Granny's Notes - the writing of Sue Gerard

Tourists play pantomime in ‘the People’s Republic’

I was 61 years old and the only cyclist from Missouri when 16 of us pedaled for 11 days within mainland China’s borders. Four young adults from California, 84-year-old Jim from Louisiana, an attorney from Detroit and various other women and men instantly became "family." We spoke English, we rode quality bicycles and we would stick together through thick and thin.

Only we who were older recalled reading of China’s revolution and the human tragedies of the ’50s. Missionaries were forced to leave; officials were treated as criminals. Thousands got the "or else" verdict; historians said that blood ran in the streets! Comedian Steve Allen, who lived there in his youth, was one of the first to return - I recommend his book. I write only about the China I saw in 1981, in the Pearl River Delta area - the southeast farming country.

We saw Chinese men and women building roads with pickaxes, shovels and sledgehammers six days a week for the standard wage - the equivalent of $55. In the silk factory, women spend their lives handling the tiny filament as it unwinds from 3-inch-long silkworm cocoons; they did not need to know that they were helping to make silk for people across the globe to wear. They will not recognize silk if they ever see any!

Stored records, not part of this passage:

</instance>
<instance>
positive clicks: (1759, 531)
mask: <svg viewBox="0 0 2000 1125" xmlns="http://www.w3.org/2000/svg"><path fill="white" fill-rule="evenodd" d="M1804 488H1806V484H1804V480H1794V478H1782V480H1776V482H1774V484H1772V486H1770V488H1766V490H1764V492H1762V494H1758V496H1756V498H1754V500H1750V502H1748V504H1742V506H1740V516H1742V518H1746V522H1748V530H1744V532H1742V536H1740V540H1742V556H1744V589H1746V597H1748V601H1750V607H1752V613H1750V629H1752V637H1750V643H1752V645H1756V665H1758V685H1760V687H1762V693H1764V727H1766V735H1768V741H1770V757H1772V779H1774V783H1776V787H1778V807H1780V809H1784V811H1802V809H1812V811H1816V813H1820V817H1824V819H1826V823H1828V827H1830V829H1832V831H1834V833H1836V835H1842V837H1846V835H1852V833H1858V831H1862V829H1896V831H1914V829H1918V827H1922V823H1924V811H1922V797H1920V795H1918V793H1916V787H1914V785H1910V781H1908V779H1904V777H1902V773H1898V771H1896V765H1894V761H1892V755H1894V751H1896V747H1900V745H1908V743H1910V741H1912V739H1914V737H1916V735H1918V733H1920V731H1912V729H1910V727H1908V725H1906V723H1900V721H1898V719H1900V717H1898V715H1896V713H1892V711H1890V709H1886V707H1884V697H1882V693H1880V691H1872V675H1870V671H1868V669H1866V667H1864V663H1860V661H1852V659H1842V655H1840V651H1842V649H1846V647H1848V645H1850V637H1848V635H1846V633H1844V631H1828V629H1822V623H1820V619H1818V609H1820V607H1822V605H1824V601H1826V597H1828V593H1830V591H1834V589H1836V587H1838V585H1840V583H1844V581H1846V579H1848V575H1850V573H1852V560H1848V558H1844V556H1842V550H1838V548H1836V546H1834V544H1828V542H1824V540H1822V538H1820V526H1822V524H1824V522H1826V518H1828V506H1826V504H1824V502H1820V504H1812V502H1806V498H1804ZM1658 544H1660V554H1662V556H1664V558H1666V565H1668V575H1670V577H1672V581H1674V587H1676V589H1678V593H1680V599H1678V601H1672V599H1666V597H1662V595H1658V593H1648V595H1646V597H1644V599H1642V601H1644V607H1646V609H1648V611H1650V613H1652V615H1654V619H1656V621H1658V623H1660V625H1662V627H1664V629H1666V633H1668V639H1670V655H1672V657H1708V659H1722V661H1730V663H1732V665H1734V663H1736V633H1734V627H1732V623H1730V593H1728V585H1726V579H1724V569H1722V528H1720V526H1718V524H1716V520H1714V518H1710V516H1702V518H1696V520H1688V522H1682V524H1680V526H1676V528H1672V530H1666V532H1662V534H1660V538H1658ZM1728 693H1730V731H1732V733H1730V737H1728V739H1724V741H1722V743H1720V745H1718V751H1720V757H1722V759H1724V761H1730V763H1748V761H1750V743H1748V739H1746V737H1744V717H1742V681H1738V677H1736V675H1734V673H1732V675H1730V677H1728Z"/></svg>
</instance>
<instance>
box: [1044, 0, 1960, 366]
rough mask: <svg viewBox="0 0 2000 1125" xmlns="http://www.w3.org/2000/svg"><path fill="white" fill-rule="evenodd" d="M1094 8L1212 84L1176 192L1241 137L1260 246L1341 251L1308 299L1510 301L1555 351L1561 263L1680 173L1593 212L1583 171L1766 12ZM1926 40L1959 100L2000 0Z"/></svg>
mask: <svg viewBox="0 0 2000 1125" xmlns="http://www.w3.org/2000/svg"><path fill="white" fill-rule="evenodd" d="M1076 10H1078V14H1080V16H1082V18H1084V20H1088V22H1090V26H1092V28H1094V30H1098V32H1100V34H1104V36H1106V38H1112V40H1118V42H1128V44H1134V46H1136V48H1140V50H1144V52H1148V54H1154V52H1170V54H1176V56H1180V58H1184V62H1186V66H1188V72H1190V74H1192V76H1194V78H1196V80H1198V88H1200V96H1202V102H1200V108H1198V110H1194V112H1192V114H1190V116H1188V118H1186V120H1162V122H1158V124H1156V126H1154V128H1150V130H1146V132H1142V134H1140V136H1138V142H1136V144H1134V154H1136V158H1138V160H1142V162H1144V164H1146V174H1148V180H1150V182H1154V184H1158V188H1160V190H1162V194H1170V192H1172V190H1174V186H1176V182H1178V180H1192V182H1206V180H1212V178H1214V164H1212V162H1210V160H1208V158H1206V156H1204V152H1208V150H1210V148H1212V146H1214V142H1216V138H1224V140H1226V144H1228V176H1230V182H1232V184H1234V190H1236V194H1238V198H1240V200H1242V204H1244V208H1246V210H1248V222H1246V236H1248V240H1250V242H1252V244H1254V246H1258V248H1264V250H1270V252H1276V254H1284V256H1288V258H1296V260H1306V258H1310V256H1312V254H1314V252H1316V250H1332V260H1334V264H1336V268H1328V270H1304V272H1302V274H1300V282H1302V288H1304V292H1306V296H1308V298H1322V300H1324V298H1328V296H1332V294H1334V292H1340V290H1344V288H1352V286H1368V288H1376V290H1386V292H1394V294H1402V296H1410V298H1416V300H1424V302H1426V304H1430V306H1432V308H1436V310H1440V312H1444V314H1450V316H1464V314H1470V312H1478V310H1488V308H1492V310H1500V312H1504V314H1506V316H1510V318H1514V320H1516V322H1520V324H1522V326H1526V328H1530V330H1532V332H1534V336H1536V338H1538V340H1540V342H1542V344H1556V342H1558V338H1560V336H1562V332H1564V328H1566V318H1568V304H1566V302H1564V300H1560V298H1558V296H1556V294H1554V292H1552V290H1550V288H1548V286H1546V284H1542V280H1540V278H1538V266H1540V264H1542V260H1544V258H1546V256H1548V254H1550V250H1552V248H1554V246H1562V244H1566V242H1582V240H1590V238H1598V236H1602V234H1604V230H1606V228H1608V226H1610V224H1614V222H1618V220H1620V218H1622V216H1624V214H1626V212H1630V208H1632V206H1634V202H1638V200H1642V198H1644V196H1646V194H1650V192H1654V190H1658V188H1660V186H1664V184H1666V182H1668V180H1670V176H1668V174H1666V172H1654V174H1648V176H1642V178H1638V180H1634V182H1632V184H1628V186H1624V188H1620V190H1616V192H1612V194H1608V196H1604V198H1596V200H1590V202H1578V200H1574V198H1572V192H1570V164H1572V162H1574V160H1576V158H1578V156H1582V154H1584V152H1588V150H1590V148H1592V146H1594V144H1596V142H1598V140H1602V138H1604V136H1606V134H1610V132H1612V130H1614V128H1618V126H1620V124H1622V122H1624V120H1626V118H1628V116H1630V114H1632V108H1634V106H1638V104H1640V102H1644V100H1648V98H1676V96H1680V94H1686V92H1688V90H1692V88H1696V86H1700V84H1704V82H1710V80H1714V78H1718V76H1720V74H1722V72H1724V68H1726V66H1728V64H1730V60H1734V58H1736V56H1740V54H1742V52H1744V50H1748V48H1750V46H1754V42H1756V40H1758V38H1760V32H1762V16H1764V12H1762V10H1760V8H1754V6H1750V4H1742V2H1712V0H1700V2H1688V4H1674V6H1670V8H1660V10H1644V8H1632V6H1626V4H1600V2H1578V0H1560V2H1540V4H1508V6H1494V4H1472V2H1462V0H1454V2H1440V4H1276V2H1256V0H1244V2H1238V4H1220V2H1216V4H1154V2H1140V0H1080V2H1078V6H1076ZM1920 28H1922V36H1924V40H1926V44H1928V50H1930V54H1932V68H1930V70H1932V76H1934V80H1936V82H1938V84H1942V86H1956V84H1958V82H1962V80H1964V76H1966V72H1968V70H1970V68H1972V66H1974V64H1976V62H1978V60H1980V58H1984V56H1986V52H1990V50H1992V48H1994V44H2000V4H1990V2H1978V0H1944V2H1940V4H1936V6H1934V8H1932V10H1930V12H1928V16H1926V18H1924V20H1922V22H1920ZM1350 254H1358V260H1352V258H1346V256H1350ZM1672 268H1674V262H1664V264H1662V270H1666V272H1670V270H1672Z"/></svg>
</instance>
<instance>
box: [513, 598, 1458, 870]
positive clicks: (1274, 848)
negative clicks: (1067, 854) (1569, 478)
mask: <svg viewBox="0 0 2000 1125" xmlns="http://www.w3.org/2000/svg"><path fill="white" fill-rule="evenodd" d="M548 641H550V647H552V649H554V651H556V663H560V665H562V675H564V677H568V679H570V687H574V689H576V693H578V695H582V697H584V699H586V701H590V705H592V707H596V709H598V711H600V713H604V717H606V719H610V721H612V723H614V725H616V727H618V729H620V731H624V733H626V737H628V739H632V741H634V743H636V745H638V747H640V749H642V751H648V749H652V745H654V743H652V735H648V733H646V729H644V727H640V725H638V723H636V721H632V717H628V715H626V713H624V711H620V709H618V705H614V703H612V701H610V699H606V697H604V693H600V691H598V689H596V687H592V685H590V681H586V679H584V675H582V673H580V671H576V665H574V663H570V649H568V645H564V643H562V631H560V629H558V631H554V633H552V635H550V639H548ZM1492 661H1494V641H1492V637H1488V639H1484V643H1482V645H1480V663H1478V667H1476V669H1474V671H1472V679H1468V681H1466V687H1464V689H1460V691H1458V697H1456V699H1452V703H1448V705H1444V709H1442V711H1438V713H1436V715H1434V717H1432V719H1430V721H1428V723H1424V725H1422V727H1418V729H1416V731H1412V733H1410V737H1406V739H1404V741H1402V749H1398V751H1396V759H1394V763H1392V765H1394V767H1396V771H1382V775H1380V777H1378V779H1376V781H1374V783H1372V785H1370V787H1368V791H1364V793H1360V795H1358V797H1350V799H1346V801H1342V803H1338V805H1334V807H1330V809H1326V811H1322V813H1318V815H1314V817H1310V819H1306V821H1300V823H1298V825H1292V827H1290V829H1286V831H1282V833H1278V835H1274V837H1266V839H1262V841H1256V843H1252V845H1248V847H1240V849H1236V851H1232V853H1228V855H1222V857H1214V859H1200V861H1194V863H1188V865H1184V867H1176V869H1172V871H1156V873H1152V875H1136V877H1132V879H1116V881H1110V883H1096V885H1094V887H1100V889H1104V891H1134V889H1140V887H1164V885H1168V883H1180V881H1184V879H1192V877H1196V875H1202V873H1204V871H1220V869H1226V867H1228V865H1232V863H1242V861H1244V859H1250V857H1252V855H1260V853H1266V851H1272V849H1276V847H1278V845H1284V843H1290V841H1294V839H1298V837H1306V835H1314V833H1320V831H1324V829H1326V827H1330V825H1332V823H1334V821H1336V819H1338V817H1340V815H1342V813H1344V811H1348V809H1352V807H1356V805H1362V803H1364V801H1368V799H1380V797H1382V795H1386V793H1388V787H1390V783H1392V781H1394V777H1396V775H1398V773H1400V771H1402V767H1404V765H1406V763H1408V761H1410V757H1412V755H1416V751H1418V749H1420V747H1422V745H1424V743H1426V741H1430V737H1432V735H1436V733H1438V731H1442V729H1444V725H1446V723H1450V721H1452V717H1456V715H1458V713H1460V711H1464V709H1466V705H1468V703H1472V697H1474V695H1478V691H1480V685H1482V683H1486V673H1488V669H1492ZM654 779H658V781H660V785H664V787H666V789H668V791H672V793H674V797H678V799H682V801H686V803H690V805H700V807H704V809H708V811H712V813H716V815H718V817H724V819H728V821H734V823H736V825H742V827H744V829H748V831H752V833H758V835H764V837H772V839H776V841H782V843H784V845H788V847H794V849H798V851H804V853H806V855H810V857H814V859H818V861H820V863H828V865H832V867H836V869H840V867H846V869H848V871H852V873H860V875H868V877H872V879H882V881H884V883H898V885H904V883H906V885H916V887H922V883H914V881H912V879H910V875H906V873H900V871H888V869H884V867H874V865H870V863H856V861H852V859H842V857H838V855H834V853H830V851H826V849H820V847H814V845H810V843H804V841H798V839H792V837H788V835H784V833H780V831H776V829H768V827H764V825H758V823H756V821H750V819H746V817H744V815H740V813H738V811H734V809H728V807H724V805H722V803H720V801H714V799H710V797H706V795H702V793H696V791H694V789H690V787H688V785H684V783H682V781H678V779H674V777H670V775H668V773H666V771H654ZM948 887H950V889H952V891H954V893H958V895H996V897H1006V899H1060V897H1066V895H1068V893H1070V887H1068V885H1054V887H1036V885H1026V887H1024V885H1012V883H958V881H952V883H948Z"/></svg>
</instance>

Women gathering mulberry leaves from roadside trees didn’t know, or care, that those leaves feed the silkworms that wrap the cocoons around themselves in 40 days. There is no reason for the working people to know - or see - the "fruit of their looms." As with the road builders, they make the equivalent of $55 a month.

After my first purchase, I knew that, in downtown Canton, nothing would cost enough to require my asking the price! But I didn’t realize that my being there alone was not acceptable to the All China Youth Federation.

The "People’s" money was of little value, and Chinese people were not admitted to Friendship Stores. A man and boy offered hand-size bundles of kindling wood; a fellow weighed up some dried, smoked pan fish for a customer. A happy elderly man would put metal plates on shoe heels to prevent their wearing. Worn-out, patched bicycle inner tubes with many patches and worn tires with boots were displayed. Some people offered small quantities of vegetables from their personal gardens, a woman made repairs on broken umbrellas and much more. This was probably what was meant when American media, said, "China is experimenting with capitalism."

An older woman sold bunches of dirty "rice porcelain" dishes on the street. I paid well for a full set at the Friendship Store. These dirty ones, washed and sorted, were a "giveaway." At 5 p.m. that day the head of the All China Youth Federation stepped up behind me on the street and said, "I carry your bag, Mrs. Gerard" and spoke not another word to me after that.

The day we arrived in China, our trip leader warned: "Do not take food to your rooms; it might attract rats." One morning before 5 a.m. a rat was in our bathroom! It hid in a stack of clean towels; I shook him out, and he climbed the woodwork; I got my camera and took his picture. I trapped him under a blue waste basket and put a weight on it.

After breakfast two women and my roommates got close enough to peek then flew down the hallway screaming! I released the rat, and he sailed out the patio door, the way he came in.